Fifty Years into the War on Poverty, the New Battle is for Economic Mobility

Blog Post
Jan. 14, 2014

Last week, Aleta Sprague set the tone for our asset-based reflections on the 50th anniversary of the War on Poverty. Much has changed since the 1960s – so much, she concluded, that we’re not even on the same battlefield. Yet we’re still fighting with the same, old weapons in a new and challenging theater. When Lyndon Johnson declared war on poverty, he mobilized the best forces available at the time: school funding, a stronger minimum wage, health insurance, a comprehensive social safety net. The new programs that emerged from this commitment have improved the lives of millions of Americans over the decades and have contributed to significantly reducing poverty

But as we know, the battlefield has changed. Research shows that just helping certain people edge over the poverty line isn’t enough to break the cycle of poverty.
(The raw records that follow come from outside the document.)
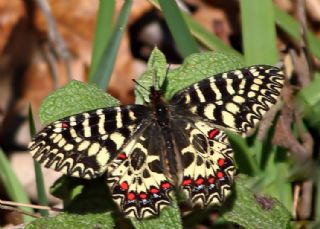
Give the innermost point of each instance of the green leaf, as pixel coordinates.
(105, 66)
(73, 98)
(67, 220)
(169, 218)
(259, 36)
(253, 211)
(199, 66)
(83, 196)
(180, 32)
(308, 101)
(156, 71)
(13, 186)
(195, 67)
(243, 155)
(41, 192)
(292, 27)
(103, 32)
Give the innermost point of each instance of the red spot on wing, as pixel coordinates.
(221, 162)
(122, 156)
(165, 185)
(131, 196)
(199, 181)
(154, 190)
(213, 133)
(124, 185)
(143, 195)
(219, 175)
(64, 125)
(186, 182)
(211, 180)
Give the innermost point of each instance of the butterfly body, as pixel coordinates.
(150, 151)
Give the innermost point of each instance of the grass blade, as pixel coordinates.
(291, 26)
(106, 64)
(181, 34)
(42, 197)
(13, 186)
(259, 32)
(104, 28)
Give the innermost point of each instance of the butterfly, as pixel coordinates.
(151, 151)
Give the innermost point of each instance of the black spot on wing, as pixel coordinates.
(187, 159)
(137, 158)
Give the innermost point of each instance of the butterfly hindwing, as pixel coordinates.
(207, 160)
(235, 100)
(82, 145)
(136, 178)
(148, 151)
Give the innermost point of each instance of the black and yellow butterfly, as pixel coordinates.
(149, 151)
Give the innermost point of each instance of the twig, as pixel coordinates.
(54, 36)
(53, 67)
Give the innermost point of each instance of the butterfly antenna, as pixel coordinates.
(140, 85)
(154, 79)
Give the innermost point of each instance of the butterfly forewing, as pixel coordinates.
(82, 145)
(234, 100)
(149, 150)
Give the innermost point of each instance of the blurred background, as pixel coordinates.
(46, 43)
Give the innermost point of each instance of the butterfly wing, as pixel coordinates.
(82, 145)
(235, 100)
(136, 177)
(207, 160)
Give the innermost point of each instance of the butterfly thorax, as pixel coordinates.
(159, 108)
(170, 158)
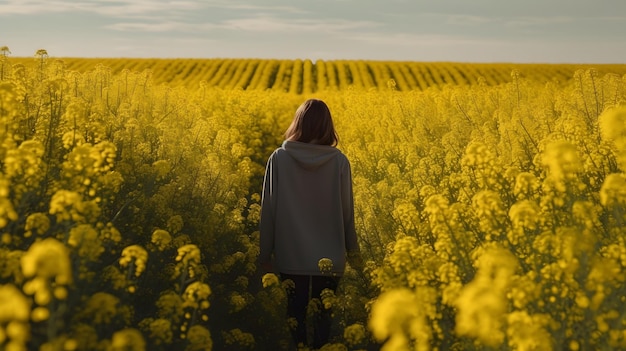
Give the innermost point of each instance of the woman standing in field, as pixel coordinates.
(307, 215)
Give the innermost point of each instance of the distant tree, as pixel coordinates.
(4, 52)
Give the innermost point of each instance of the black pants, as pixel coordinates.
(309, 287)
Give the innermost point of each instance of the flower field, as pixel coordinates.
(490, 204)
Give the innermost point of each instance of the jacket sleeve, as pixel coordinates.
(347, 204)
(268, 207)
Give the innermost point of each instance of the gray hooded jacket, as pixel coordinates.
(307, 210)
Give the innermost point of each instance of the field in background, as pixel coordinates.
(305, 76)
(491, 213)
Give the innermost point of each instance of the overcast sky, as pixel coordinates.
(551, 31)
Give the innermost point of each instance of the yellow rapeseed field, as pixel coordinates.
(490, 203)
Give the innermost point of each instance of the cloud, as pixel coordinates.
(266, 23)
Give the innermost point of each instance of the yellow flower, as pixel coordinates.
(135, 255)
(270, 279)
(36, 223)
(398, 317)
(14, 306)
(325, 265)
(195, 294)
(48, 259)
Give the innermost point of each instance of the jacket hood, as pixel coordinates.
(310, 156)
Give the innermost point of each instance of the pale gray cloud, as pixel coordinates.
(451, 30)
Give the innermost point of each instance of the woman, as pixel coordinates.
(307, 214)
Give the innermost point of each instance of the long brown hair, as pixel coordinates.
(313, 123)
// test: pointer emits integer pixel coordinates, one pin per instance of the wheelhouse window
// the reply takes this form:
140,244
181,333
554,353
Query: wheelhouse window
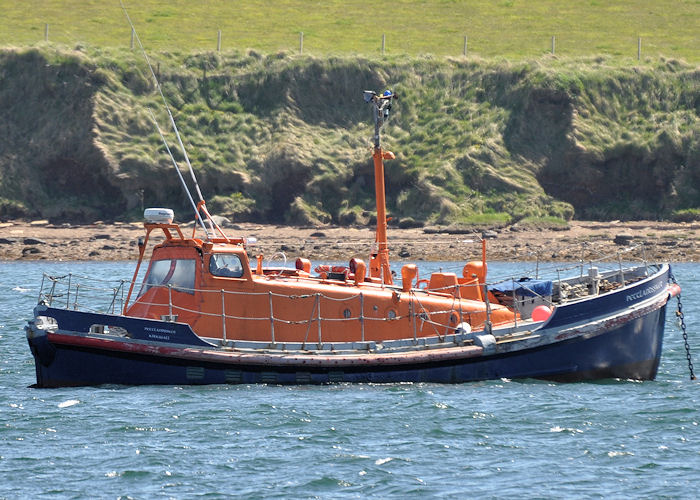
225,265
179,273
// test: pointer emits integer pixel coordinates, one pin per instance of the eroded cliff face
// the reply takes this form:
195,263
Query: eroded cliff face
286,139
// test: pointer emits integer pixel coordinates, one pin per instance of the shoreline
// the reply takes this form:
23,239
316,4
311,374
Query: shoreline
582,240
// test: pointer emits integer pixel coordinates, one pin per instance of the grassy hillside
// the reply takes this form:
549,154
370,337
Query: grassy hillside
512,29
286,138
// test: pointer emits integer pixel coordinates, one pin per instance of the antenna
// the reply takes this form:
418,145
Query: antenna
177,133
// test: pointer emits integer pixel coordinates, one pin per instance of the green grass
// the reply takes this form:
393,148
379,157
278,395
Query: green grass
285,138
513,29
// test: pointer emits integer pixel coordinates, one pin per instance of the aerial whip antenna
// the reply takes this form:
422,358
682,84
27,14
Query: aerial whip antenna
177,133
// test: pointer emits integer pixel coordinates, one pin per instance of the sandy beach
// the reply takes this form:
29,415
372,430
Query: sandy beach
675,242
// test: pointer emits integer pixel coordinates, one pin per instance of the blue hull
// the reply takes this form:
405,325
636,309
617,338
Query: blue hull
616,335
631,351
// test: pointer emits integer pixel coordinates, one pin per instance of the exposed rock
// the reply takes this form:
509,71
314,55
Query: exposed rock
33,241
623,239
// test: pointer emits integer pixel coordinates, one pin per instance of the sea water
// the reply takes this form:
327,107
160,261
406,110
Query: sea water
502,438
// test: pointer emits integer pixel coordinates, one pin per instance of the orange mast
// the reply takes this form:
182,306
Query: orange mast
379,260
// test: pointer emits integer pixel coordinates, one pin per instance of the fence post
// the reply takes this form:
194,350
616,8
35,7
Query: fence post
639,48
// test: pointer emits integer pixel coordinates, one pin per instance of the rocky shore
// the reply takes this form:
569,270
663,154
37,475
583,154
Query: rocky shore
675,242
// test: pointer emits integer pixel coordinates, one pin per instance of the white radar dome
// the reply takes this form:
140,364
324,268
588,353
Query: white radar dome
158,215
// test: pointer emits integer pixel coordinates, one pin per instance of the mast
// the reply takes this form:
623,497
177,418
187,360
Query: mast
379,259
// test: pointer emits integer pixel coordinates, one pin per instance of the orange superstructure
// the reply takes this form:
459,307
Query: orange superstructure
185,284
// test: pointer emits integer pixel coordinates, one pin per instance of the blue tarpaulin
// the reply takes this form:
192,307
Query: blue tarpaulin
525,287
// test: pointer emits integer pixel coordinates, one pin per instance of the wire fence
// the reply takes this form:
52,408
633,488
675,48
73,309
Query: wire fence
218,38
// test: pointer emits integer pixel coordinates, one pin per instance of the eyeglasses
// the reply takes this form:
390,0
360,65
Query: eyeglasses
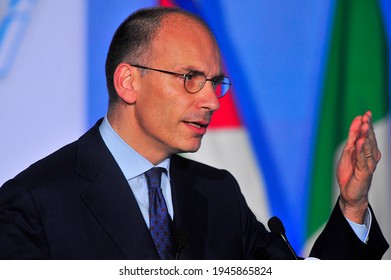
194,81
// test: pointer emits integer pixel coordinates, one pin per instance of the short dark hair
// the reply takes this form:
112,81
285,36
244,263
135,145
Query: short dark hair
133,39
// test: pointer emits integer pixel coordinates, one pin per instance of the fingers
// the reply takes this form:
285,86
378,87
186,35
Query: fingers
367,152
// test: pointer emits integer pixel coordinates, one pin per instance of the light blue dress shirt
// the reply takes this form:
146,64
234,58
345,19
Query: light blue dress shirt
133,166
The fight now is for economic mobility: giving everyone an equal chance to build wealth, develop financial security, and attain lasting self-sufficiency. The problem is that the methods employed in the War on Poverty are ill-suited for this new fight. Though the programs serve an essential function in our society today by preventing millions of families from falling further into poverty, the programs’ inordinate emphasis on income alone means that wealth building is at best neglected and at worst discouraged. What policymakers overlooked throughout the development of these programs was that mobility is assets. Income is crucial for survival, but assets are indispensable for climbing the economic ladder.
 
We have come to realize over the past fifty years that the hard work of lifting families out of poverty for the long-term and making them upwardly mobile takes more firepower than income supports alone can provide. This is where assets come in. Economic mobility is most accurately measured by a family’s change in asset holdings, not by income earned. Income never tells the whole story about a family’s economic condition. If liabilities like crushing college debt, an underwater mortgage, and past-due credit-card bills consume the lion’s share of a family’s income, it hardly matters what the raw figure representing total family earnings is.
 
Wealth, on the other hand, is the difference between liabilities and assets. It’s a measure of a family’s economic security. It’s also a measure of prosperity, and it’s how we can tell if a family’s improvements in economic mobility are here to stay. We take it to be a shared goal, for example, that people in their advanced years should be able to live for a decade or two or three and enjoy retirement without earning anything. That’s the kind of economic success we say people should strive for – and it’s made possible through a strong commitment to building assets. Income may be a means to an end, but it’s not the goal itself.
 
And yet government policy has been painfully inept at fostering this kind of asset building among all families. Few supports exist for low-income families working towards building the level of assets necessary for a secure retirement. The pro-saving programs in place like the 401(k) and the IRA offer almost no benefit to those at the bottom of the wealth ladder, and the very public assistance programs designed to help families at the bottom often actively discourage saving and asset building through strict asset limits.
 
If our poverty-fighting programs are to achieve the long-term goal of fostering upward mobility as opposed to solely the short-term goal of facilitating immediate consumption, we must pivot the emphasis of key programs towards an assets approach. We should eliminate asset limits and design pro-savings policies that actually help low-income families. The Financial Security Credit is one such idea. Removing barriers to saving is an obvious first step, but designing policies to actively promote savings among low-income and low-wealth households would transform our government programs into a powerful force for upward mobility.